Das Geheimnis Der Pilgerin: Historischer Roman
W o ist die Herrin Aliénor?«
Der Prinz trat auf den Wehrgang vor den Kemenaten und wandte sich an eines der unzähligen jungen Mädchen, die den Hof seiner Mutter bevölkerten. Dieses hier mochte höchstens elf oder zwölf Sommer zählen, aber es sah schon mit dem charakteristischen Blick zwischen kindlicher Scheu und weiblicher Koketterie, der den Zöglingen des Minnehofes eigen war, zu ihm auf. Richard fragte sich, ob die Mädchen ihn vor den venezianischen Spiegeln übten, die Eleonore von Aquitanien ihren Lieblingen zu schenken pflegte. Aber so gekünstelt dieser Augenaufschlag auch sein mochte - Richard konnte sich seiner Wirkung nicht entziehen, zumal das Mädchen wunderschöne Augen hatte. Augen von ungeheuer klarem Blau, als spiegle sich der Sommerhimmel Aquitaniens in einem der tiefsten Seen der Berge. Und sein kastanienfarbenes Haar ... wie ein Strom bahnte es sich seinen Weg über die noch knochigen, schmalen Schultern. Das Gesicht war kindlich rund, aber die ausgeprägten Wangenknochen und die hohe Stirn ließen erkennen, dass Richard eine künftige Schönheit vor sich hatte.
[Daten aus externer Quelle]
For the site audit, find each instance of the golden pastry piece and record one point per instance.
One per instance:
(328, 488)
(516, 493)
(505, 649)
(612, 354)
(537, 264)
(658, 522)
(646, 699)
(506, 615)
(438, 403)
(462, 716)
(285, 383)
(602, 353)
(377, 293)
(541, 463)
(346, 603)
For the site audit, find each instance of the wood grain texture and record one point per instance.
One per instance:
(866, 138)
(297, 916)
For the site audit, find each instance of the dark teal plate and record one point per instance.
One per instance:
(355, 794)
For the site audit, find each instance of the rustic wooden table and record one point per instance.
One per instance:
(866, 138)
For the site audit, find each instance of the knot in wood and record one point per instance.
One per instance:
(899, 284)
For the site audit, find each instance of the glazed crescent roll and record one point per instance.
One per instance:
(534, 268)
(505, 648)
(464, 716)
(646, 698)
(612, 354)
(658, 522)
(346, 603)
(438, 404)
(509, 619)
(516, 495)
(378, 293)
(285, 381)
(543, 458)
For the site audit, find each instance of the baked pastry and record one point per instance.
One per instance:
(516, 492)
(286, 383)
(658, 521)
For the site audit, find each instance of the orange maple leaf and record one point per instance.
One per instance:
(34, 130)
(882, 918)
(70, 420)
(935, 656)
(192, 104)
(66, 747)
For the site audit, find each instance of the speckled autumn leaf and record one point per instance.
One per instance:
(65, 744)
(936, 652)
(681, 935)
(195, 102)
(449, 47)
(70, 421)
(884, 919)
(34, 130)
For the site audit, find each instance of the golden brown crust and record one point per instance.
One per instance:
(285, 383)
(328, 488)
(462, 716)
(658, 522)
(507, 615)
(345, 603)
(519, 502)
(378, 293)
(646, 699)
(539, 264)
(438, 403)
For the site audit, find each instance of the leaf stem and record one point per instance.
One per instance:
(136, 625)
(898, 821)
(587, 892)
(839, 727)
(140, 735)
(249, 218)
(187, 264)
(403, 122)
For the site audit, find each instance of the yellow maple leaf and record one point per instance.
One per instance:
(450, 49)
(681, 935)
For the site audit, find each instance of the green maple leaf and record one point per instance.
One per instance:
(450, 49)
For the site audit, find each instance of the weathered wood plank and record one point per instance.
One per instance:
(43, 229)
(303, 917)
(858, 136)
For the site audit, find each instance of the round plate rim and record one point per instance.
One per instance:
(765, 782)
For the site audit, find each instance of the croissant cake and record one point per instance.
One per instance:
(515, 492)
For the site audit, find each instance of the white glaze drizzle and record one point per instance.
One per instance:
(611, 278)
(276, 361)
»Im Rosengarten, Herr«, antwortete das Mädchen mit heller, singender Stimme. »Soll ich Euch zu ihr führen?«
Richard lächelte. »Ich könnte mir keine schönere Begleiterin vorstellen«, sagte er galant und gab der Versuchung nach, die Kleine ein wenig zu necken. »Aber gibt es womöglich einen Ritter, den ich damit vor den Kopf stoße? Eine Schönheit wie Ihr hat doch sicher unzählige Verehrer?«
Das Mädchen errötete und lächelte schüchtern. »Dafür bin ich doch noch viel zu jung, Herr ...«
Der Prinz zog die Augenbrauen hoch. »So manche Prinzessin wird früher vermählt. Aber es macht mich glücklich, dass Ihr mir Hoffnung macht. So würdet Ihr meine Werbung annehmen, wenn sie zu angemessener Zeit erfolgte?«
Das Mädchen wirkte jetzt etwas verwirrt, auf seiner glatten Stirn zeigte sich eine steile Falte. Aber dann erkannte es die Schmeichelei als Scherz und ging darauf ein, wie es das zweifellos gelernt hatte. »Selbstverständlich, mein Prinz, wenn Ihr nur auf mich wartet.« Die Kleine knickste.
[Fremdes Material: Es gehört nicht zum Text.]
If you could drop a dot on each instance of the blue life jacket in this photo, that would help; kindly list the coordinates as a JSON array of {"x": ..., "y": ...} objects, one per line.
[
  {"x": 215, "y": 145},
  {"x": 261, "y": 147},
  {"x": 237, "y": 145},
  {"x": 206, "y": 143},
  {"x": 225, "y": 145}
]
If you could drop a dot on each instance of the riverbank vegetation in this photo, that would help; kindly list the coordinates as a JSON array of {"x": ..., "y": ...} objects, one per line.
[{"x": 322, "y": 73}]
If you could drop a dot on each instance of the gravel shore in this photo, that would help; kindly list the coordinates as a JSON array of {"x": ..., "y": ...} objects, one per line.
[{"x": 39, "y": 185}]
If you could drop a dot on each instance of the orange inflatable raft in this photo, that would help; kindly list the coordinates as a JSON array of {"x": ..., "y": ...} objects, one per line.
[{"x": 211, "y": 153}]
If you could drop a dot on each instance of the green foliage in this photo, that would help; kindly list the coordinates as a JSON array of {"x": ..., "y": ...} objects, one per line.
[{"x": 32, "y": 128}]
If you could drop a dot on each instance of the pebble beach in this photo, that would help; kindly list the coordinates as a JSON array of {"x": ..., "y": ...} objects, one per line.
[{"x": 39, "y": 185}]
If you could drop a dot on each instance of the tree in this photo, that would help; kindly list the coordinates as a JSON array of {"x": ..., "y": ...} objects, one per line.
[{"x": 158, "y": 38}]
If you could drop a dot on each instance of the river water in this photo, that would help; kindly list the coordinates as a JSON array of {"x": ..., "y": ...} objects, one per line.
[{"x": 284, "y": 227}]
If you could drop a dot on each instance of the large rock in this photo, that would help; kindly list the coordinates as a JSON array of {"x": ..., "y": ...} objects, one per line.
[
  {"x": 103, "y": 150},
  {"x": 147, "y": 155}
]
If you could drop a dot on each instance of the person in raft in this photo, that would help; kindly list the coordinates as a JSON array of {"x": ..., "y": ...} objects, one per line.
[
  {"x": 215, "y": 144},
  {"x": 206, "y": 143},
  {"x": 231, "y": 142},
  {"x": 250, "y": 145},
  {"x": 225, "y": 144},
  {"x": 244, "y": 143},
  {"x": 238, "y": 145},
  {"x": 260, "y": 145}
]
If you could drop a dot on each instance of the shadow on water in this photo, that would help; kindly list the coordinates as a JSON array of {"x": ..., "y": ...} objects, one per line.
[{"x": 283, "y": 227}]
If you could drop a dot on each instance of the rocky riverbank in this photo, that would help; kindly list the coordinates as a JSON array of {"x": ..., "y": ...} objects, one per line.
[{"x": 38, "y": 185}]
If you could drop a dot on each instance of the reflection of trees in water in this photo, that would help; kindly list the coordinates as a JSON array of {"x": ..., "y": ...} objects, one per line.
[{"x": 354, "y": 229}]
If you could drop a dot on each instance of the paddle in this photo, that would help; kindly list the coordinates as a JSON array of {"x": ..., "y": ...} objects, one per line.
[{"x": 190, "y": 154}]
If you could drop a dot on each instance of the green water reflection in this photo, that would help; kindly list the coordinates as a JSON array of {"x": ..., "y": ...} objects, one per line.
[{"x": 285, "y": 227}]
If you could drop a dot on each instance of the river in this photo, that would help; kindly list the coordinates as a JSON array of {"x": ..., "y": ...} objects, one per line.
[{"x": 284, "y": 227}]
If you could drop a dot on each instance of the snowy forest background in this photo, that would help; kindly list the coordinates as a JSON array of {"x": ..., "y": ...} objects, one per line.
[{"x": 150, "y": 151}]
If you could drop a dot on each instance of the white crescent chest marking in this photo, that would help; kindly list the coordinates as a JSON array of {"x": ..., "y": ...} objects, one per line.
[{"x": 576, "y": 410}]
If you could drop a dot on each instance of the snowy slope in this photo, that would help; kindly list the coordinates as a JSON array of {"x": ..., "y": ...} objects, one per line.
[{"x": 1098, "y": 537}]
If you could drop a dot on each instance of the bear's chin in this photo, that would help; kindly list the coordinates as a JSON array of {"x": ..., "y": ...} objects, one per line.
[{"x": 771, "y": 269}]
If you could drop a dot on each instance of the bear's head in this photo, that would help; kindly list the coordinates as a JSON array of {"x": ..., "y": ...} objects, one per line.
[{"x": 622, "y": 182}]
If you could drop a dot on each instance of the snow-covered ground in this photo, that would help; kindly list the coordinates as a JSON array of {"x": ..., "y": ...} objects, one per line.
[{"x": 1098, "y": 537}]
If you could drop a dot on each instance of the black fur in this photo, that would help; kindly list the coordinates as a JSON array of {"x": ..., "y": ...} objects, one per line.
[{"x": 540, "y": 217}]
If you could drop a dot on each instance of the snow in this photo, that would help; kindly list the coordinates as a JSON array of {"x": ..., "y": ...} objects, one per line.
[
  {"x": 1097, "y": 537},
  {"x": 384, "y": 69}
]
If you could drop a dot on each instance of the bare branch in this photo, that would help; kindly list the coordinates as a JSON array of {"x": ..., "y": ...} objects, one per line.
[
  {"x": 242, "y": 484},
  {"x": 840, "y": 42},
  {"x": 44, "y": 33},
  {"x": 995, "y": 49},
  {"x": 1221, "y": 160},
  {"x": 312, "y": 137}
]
Richard lächelte wieder. »So ist es beschlossen«, meinte er. »Aber Ihr müsst mir Söhne schenken ...«
»Zahlreich wie die Sterne am Himmel«, erklärte das Mädchen ernsthaft, aber dann zwinkerte es ihm zu. »Müssen wir den Bund nicht mit einem Kuss besiegeln?«
Die Kleine war entzückend. Richard beugte sich zu ihr hinab und küsste sie leicht auf die Stirn.
»Wie heißt Ihr denn, meine versprochene Gattin?«, fragte er dann, immer noch lächelnd.
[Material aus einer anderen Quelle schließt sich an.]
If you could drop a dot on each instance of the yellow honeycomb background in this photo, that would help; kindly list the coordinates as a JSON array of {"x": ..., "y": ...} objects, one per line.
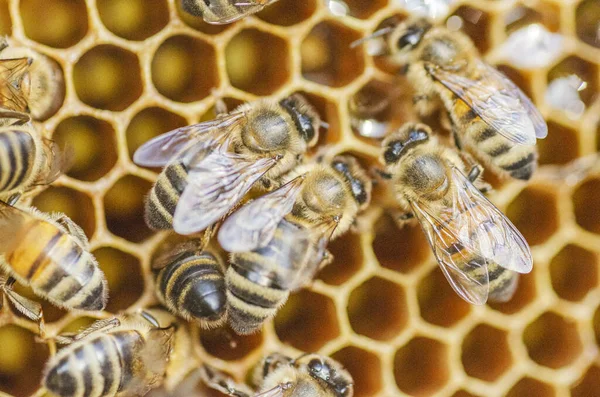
[{"x": 138, "y": 68}]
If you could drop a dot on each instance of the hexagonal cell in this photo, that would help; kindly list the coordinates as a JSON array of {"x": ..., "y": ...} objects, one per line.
[
  {"x": 21, "y": 362},
  {"x": 347, "y": 259},
  {"x": 124, "y": 208},
  {"x": 247, "y": 67},
  {"x": 534, "y": 213},
  {"x": 552, "y": 340},
  {"x": 399, "y": 249},
  {"x": 307, "y": 313},
  {"x": 378, "y": 309},
  {"x": 76, "y": 205},
  {"x": 227, "y": 345},
  {"x": 108, "y": 77},
  {"x": 574, "y": 272},
  {"x": 184, "y": 69},
  {"x": 531, "y": 387},
  {"x": 485, "y": 353},
  {"x": 365, "y": 368},
  {"x": 421, "y": 366},
  {"x": 439, "y": 303},
  {"x": 124, "y": 276},
  {"x": 69, "y": 21},
  {"x": 586, "y": 202},
  {"x": 93, "y": 145},
  {"x": 134, "y": 19},
  {"x": 327, "y": 57}
]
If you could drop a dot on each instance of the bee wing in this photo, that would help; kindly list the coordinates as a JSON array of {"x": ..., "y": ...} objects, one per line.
[
  {"x": 159, "y": 151},
  {"x": 498, "y": 101},
  {"x": 492, "y": 233},
  {"x": 254, "y": 225}
]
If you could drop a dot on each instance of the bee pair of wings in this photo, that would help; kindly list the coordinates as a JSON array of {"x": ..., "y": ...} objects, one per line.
[
  {"x": 497, "y": 100},
  {"x": 468, "y": 236},
  {"x": 217, "y": 179}
]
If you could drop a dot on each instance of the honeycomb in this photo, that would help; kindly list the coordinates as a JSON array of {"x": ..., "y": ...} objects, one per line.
[{"x": 137, "y": 68}]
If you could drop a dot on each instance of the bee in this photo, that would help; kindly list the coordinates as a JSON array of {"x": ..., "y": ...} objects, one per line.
[
  {"x": 211, "y": 166},
  {"x": 114, "y": 357},
  {"x": 478, "y": 249},
  {"x": 278, "y": 241},
  {"x": 219, "y": 12},
  {"x": 488, "y": 113}
]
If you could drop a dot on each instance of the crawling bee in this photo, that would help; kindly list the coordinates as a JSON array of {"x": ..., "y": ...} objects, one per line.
[
  {"x": 478, "y": 249},
  {"x": 220, "y": 12},
  {"x": 489, "y": 114},
  {"x": 210, "y": 166},
  {"x": 278, "y": 241}
]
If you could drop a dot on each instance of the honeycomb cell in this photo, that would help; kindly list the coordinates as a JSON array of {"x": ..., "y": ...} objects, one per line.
[
  {"x": 307, "y": 313},
  {"x": 438, "y": 302},
  {"x": 69, "y": 21},
  {"x": 586, "y": 202},
  {"x": 184, "y": 69},
  {"x": 421, "y": 367},
  {"x": 76, "y": 205},
  {"x": 92, "y": 143},
  {"x": 378, "y": 309},
  {"x": 108, "y": 77},
  {"x": 365, "y": 368},
  {"x": 485, "y": 353},
  {"x": 21, "y": 362},
  {"x": 247, "y": 67},
  {"x": 124, "y": 276},
  {"x": 552, "y": 340},
  {"x": 534, "y": 213},
  {"x": 134, "y": 19},
  {"x": 327, "y": 57},
  {"x": 574, "y": 272},
  {"x": 124, "y": 208}
]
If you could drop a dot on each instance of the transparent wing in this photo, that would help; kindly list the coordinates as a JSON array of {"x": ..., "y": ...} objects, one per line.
[
  {"x": 159, "y": 151},
  {"x": 253, "y": 225},
  {"x": 498, "y": 101}
]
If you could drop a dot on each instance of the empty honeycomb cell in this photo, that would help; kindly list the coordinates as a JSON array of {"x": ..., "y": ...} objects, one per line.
[
  {"x": 327, "y": 57},
  {"x": 75, "y": 204},
  {"x": 21, "y": 362},
  {"x": 124, "y": 276},
  {"x": 421, "y": 366},
  {"x": 552, "y": 340},
  {"x": 307, "y": 313},
  {"x": 378, "y": 309},
  {"x": 124, "y": 208},
  {"x": 227, "y": 345},
  {"x": 574, "y": 272},
  {"x": 247, "y": 67},
  {"x": 438, "y": 302},
  {"x": 485, "y": 353},
  {"x": 134, "y": 19},
  {"x": 184, "y": 69},
  {"x": 55, "y": 23},
  {"x": 533, "y": 212},
  {"x": 586, "y": 202},
  {"x": 365, "y": 368},
  {"x": 108, "y": 77},
  {"x": 92, "y": 143}
]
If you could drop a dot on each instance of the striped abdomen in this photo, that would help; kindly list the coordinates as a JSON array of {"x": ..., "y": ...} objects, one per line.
[
  {"x": 164, "y": 196},
  {"x": 193, "y": 287}
]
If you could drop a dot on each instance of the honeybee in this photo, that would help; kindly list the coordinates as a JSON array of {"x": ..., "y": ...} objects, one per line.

»Richard?« Eleonore von Aquitanien stieg die Treppe zum Wehrgang hinauf. »Wo bleibst du denn? Ich warte auf dich. Schwere Entscheidungen stehen an, und du kokettierst hier mit den Mädchen! Noch dazu halben Kindern!« Sie wandte sich an die Kleine. »Hast du keinen Unterricht, Gerlin von Falkenberg? Geschwind zu deinen Lehrern!«
Eleonores Lächeln nahm ihren Worten die Schärfe. Die Königin liebte ihre Zöglinge, vor allem die schönen und klugen, die einmal genauso geschickte Politikerinnen zu werden versprachen wie sie.
Nichtsdestotrotz knickste das Mädchen sowohl vor seiner Ziehmutter als auch vor Richard Plantagenet und floh dann in die Frauengemächer. Allerdings gezielt in eine Kemenate, die Ausguck in die Gärten des Hofes bot. Die kleine Gerlin verschlang den schönen Prinzen mit ihren Augen.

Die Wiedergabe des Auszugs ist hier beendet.